Define what happens during an outage:

  • Developers fall back to manual coding (no AI assistance)
  • No “degraded mode” where Claude Code routes elsewhere – the managed settings lock routing to the internal gateway
  • Communicate expected recovery time via Slack/status page
  • Post-incident review if outage exceeds 30 minutes

Observability Integration#

The gateway is the ideal point to instrument OpenTelemetry metrics pushed to CloudWatch:

  • Per-user token consumption
  • Latency percentiles (p50, p95, p99)
  • Error rates by model and user
  • Request volume over time
  • Budget utilization per team

These metrics feed the dashboards that leadership and finance will want in Phase 3.

Multi-Cloud Gateway Deployment#

The gateway architecture described above uses AWS-specific deployment examples (ECS/EKS, ALB, Direct Connect).
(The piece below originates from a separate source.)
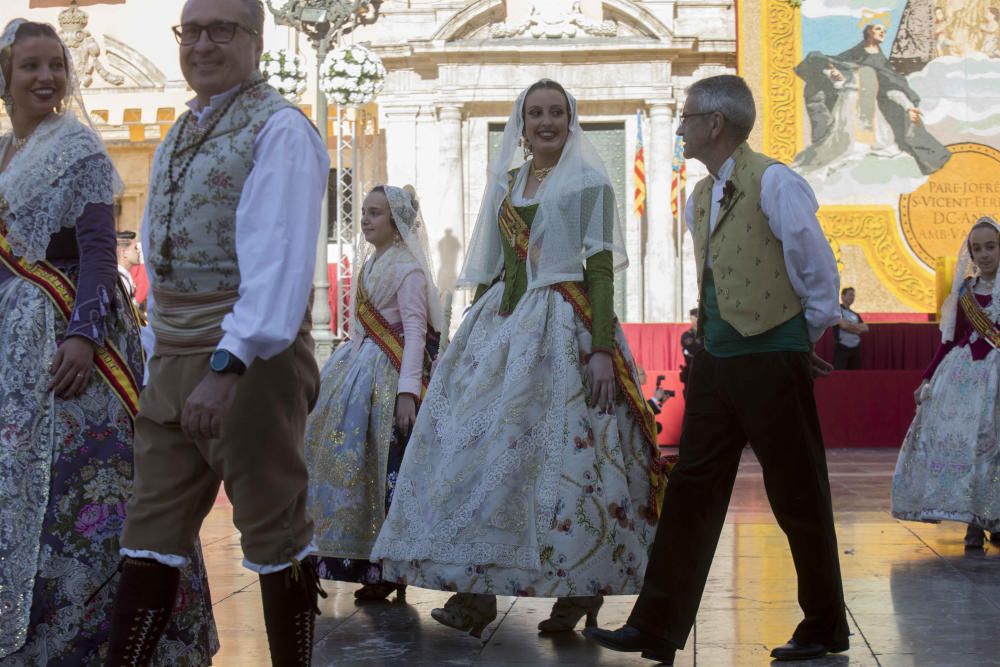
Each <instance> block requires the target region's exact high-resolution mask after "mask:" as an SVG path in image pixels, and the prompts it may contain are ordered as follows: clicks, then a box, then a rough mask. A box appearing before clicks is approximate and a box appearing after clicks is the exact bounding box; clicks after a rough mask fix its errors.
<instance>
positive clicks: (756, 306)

The same gateway pattern applies to other cloud providers, but the deployment resources and credential management differ:

  • Google Cloud: Deploy on Cloud Run or GKE, use Workload Identity for credentials, push metrics to Cloud Monitoring. See Google Vertex AI Fundamentals for GCP-specific details.
  • Azure: Deploy on Container Apps or AKS, use managed identities for credentials, push metrics to Azure Monitor. See Azure Foundry Fundamentals for Azure-specific details.

The gateway’s core functionality – per-user budgets, centralized auth, request logging, provider abstraction – is identical regardless of cloud provider.